The primary study endpoint was patient EN intolerance. Secondary endpoints were the length of mechanical ventilation, length of ICU stay, length of stay in the hospital, in-hospital mortality, the incidence of infection, and the site of infection (e.g., pulmonary, wound, urinary system, and bloodstream infection). Intolerance signs were also recorded, including GRV > 250 ml and EN-related adverse events (e.g., vomiting, abdominal distension, diarrhea, intestinal ischemia, and aspiration).

Statistical Analysis

All statistical analyses were performed using IBM SPSS Statistics version 20. After using the KS test to evaluate data normality, normally distributed data were represented by the mean (±SD), and non-normally distributed data were represented by the median [interquartile range (IQR)]. The χ² -test was used for categorical variables and the t-test or Mann–Whitney U-test for continuous variables. A p < 0.05 value was considered statistically significant.

Results

Baseline Patient Characteristics

From February 2019 to December 2020, 8,545 patients, after cardiac surgery, were admitted to the cardiac surgery ICU. In total, 170 adult patients were diagnosed with cardiogenic shock with an ICU stay >72 h. Of these, 94 patients were excluded because they did not receive mechanical circulatory support, 12 were excluded because they did not receive early EN, and five were excluded because the EN duration was <72 h. Therefore, 59 patients were finally enrolled and divided into two groups; 25 in the EN intolerant group and 34 in EN tolerant group (Figure 1).

FIGURE 1

Figure 1. Flowchart of patient selection. ICU, intensive care unit; EN, enteral nutrition.

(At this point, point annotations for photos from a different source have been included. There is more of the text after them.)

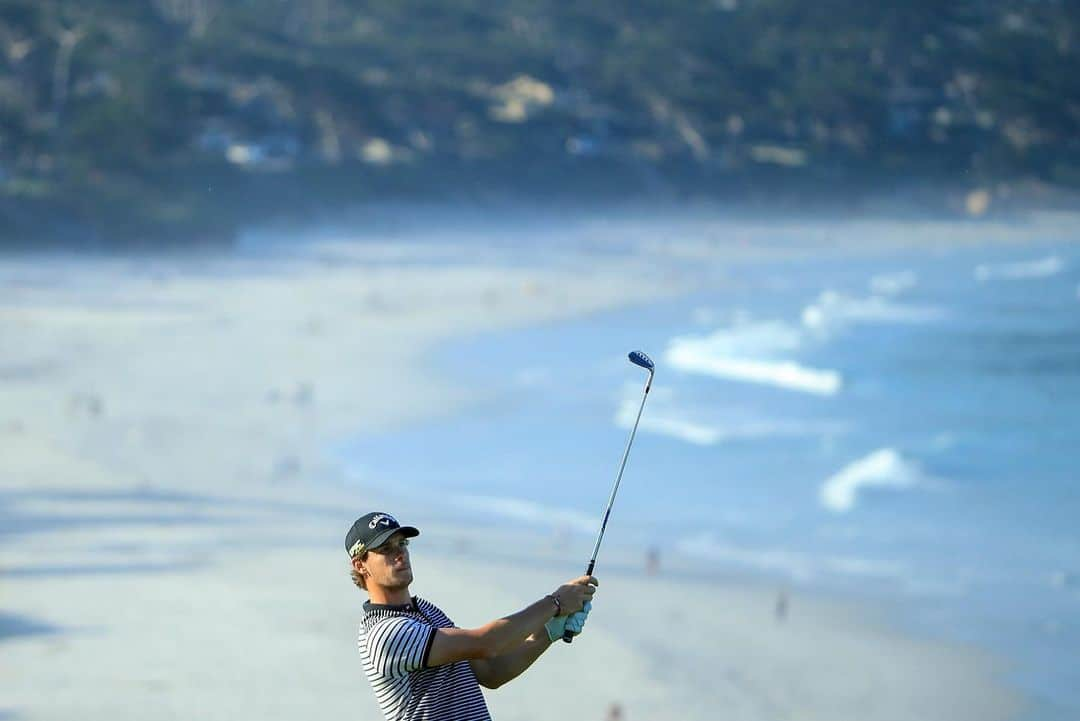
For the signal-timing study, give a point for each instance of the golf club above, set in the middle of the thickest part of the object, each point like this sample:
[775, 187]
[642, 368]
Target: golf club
[637, 358]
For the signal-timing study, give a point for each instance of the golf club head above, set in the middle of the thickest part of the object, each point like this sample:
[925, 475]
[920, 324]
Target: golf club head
[639, 358]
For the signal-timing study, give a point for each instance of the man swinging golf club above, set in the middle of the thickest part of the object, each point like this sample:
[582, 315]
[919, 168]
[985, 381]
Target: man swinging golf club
[420, 665]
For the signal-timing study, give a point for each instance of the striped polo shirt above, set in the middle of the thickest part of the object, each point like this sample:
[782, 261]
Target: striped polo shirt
[394, 643]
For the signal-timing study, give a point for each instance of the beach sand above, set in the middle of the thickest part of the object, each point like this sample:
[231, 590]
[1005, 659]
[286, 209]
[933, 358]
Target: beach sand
[173, 524]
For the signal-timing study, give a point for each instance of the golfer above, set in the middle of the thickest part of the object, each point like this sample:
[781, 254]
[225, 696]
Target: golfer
[420, 665]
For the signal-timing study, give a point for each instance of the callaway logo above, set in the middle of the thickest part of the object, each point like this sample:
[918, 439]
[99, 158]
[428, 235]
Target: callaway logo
[382, 520]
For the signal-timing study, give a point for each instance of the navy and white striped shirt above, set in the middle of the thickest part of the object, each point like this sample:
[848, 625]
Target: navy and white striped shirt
[394, 643]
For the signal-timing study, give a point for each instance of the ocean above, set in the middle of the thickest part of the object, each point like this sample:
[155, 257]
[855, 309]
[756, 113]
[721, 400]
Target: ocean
[902, 425]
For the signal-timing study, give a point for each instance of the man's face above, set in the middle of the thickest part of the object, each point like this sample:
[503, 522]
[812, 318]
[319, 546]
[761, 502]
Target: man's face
[389, 566]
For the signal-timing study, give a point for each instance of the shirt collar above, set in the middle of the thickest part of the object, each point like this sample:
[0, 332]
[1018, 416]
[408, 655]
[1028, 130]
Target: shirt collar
[412, 606]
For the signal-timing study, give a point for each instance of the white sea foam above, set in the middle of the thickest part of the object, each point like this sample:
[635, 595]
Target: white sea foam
[750, 352]
[692, 426]
[891, 284]
[833, 310]
[1018, 271]
[529, 512]
[882, 468]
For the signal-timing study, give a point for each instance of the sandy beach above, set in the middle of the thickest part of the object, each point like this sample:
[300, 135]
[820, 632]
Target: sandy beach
[172, 521]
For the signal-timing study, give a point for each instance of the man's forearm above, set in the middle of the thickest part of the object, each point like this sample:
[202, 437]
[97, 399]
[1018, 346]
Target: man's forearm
[505, 635]
[513, 664]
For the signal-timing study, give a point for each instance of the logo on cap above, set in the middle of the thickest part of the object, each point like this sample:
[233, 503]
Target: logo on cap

Patient baseline data are shown in Table 1. The median age was 63 years old, the majority were male (77.97%), and the average BMI was 23.5 kg/cm². Sixteen patients received ECMO, 46 received IABP, and 10 had received cardiac surgery prior to this admission. The median APACHE II score was 10, the average LVEF before surgery was 49%, the median surgery time was 293 min, the median cardiopulmonary bypass time was 137 min, the median cardiac troponin T (cTnT) level was 1 ng/mL, the median N-terminal probrain natriuretic peptide (NT-proBNP) level was 2,994 pg/mL, and the median lactate level was 4.6 mmol/L. The proportion of men in the EN intolerant group was significantly higher (92 vs. 68%, p = 0.03). In the EN intolerant group, the proportion of patients receiving ECMO was higher (48 vs. 11.76%, p = 0.003). We observed no statistical differences between groups in terms of age, BMI, comorbidity, pre-operative cardiac functions, APACHE II scores, surgery time, cardiopulmonary bypass time, and indices for liver function, renal function, cardiac biomarkers, and serum lactate levels.

TABLE 1

Table 1. Patient baseline characteristics grouped by EN intolerance or tolerance.

Primary and Secondary Outcomes

As indicated, 25 (42.37%) patients were EN intolerant. As shown in Table 2, the median dose of norepinephrine equivalent in EN tolerant and intolerant groups was not statistically different (0.035 vs. 0.05 μg/kg/min, p = 0.306). The median length of mechanical ventilation in the EN intolerant group was significantly longer (380 vs. 128 h, p = 0.006). In addition, the median length of ICU stay for the EN intolerant group was longer than the EN tolerant group (20 vs. 11.5 days, p = 0.03), but no significant difference in the length of hospital stay was observed between the groups (31 vs. 25.5 days, p = 0.519). Although the mortality rate between groups was not statistically different, the mortality rate of the EN intolerant group was almost twice that of the EN tolerant group (40 vs. 20.59%, p = 0.147). Moreover, the proportion of patients receiving CRRT was slightly higher in the EN intolerant group (36 vs. 17.65%, p = 0.137).

TABLE 2

Table 2. The primary and secondary outcomes, grouped by EN intolerance or tolerance.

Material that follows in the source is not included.